哲人 ‥‥ここまで考えれば、「自由とは何か?」の結論は見えたも同然でしょう。
青年 何ですか?
哲人 すなわち、「自由とは、他者から嫌われることである」と。
青年 な、なんですって?! ‥‥(中略)‥‥
哲人 きっとあなたは、自由とは「組織からの解放」だと思っていたのでしょう。家庭や学校、会社、また国家などから飛び出すことが、自由なのだと。しかし、たとえ組織を飛び出したところでほんとうの自由は得られません。他者の評価を気にかけず、他者から嫌われることを怖れず、承認されないかも知れないというコストを支払わない限り、自分の生き方を貫くことはできない。つまり、自由にはなれないのです。


 他者から認められず、嫌われることを恐れない。それが、アドラー心理学が語る「勇気」です。そして“嫌われる勇気”は、続く第2巻では『幸せになる勇気』として紹介されています。それは“平和を得るための勇気”と言い換えてもよいかも知れません。

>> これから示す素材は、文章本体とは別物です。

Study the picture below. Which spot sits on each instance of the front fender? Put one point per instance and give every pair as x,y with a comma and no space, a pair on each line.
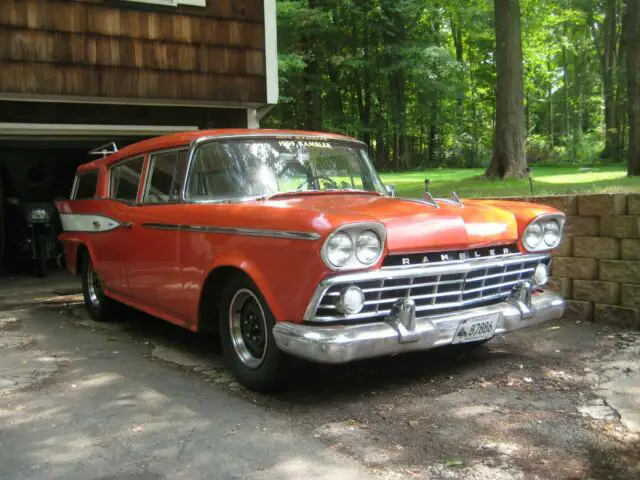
251,269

弟子たちは、まさに自分の生き方を貫こうとしました。キリストの道に従おうとしました。世の人々から認められなくとも、祭司長やファリサイ派の人々から嫌われようとも、反対され迫害されようとも、キリストの弟子として生きようとしました。弟子たちに、そのような生き方を貫かせた力は「勇気」にほかなりません。
「わたしは既に世に勝っている」(33節)。主イエスは力強く言われました。世に勝つ、とはどういうことでしょうか? それは、人々に勝つとか、相手を負かすとか、ねじ伏せる、言うことを聞かせる、認めさせる‥‥そういったことではないと思います。
それは、“自分”を生きるということ、自分の生き方を貫くということ、そういう意味で自由に生きること。だれに嫌われても、だれに認められなくても、自分らしく、自由に生きるということ。それが、「世に勝っている」ということなのだと思います。主イエスとは、まさにそういうお方でした。祭司長やファリサイ派の非難を恐れず、神の愛に徹して生きられました。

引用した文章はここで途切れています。